Scott Huntington, MD, MPH, MSc: There’s considerable heterogenous in follicular lymphoma patients. About 80% of patients will do very well with standard immunochemotherapy. The remaining 20% unfortunately have early progression within 24 months. We’ve identified that as a poor prognostic and long-term predictor of poor outcomes. Unfortunately, our current tools of risk stratifying patients are unable to identify patients at greatest risk for early progression. But it is certainly an active research question, in which we really need to predict and identify those patients at greatest risk and ideally identify therapies that improve outcomes in that highest-risk population.

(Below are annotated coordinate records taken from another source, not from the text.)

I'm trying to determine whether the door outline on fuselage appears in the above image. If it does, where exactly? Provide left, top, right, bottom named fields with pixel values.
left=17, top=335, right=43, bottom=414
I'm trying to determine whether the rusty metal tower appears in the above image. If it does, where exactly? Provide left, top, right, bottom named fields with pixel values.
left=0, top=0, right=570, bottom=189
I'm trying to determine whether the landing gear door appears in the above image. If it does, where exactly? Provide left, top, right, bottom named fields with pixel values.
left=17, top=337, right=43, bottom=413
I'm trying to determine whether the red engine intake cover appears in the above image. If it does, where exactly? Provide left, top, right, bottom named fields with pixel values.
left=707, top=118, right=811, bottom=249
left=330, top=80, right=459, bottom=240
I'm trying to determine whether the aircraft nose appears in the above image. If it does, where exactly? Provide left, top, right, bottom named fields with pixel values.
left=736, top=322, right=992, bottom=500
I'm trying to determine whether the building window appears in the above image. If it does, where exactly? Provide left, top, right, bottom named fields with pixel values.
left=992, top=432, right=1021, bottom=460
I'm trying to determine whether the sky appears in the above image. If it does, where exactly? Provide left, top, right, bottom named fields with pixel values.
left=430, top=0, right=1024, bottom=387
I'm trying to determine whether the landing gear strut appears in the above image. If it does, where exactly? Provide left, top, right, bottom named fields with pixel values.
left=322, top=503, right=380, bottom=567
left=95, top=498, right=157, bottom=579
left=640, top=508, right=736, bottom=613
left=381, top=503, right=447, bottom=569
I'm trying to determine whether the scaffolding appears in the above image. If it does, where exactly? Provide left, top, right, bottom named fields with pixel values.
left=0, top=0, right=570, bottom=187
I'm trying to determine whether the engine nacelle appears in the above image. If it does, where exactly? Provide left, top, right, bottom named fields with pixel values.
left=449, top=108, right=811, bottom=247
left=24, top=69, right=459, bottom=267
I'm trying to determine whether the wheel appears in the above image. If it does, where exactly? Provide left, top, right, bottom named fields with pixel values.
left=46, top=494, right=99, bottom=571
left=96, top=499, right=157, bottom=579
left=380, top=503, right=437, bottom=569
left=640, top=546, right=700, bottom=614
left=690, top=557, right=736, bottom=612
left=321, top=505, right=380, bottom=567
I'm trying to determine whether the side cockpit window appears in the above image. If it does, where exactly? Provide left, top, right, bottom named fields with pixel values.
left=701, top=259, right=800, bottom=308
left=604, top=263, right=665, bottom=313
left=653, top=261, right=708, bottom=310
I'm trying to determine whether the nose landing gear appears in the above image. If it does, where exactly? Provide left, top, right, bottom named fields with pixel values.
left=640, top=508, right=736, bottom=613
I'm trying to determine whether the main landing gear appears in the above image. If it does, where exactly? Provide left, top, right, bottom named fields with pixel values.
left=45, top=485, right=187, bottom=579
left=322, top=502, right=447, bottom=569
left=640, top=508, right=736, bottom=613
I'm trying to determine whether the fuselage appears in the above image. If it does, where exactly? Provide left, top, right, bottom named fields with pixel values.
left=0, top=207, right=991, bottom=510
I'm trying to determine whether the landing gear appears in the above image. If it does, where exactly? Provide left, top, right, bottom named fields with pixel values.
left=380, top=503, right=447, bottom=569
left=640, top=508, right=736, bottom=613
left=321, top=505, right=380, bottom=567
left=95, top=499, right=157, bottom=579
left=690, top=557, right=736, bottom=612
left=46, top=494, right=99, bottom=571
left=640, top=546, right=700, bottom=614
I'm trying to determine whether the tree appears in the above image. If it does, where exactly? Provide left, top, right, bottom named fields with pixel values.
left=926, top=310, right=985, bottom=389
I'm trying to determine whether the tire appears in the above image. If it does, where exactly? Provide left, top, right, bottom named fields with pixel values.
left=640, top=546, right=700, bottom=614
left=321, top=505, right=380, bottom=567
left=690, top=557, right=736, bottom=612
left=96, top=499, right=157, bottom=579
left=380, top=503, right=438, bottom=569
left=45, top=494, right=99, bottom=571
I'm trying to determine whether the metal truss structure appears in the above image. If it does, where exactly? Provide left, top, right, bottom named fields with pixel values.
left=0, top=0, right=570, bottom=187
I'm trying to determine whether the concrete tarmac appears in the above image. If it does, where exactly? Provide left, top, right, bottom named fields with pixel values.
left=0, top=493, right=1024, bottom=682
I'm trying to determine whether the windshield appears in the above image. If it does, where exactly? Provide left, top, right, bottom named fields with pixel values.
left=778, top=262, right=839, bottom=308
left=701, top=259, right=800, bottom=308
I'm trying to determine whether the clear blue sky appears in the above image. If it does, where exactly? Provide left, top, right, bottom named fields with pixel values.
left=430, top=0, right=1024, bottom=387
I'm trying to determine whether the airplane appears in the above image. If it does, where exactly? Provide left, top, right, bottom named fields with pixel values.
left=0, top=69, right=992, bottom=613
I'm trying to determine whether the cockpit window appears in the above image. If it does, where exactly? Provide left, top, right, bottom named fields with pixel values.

There have been a number of studies recently that are trying to identify the patients at greatest risk for early progression. The m7-FLIPI in patients treated with R-CHOP [rituximab, cyclophosphamide, hydroxydaunorubicin hydrochloride, vincristine, prednisone] does seem to have some prognostic ability to identify a high-risk population. About 20% of patients have a high m7-FLIPI score, and in those patients only 25% are without progression at 5 years. But that was a group treated with R-CHOP [rituximab, cyclophosphamide, hydroxydaunorubicin hydrochloride, vincristine, prednisone]. In all-comers, we unfortunately don’t have the predictive tool right now to identify those patients at greatest risk. There was an abstract presented at this year’s ASH looking at the T-cell component in the intrafollicular region of follicular lymphoma. And there was a signal that perhaps looking at CD4 staining may be able to improve upon FLIPI, but that work needs to be evaluated going forward.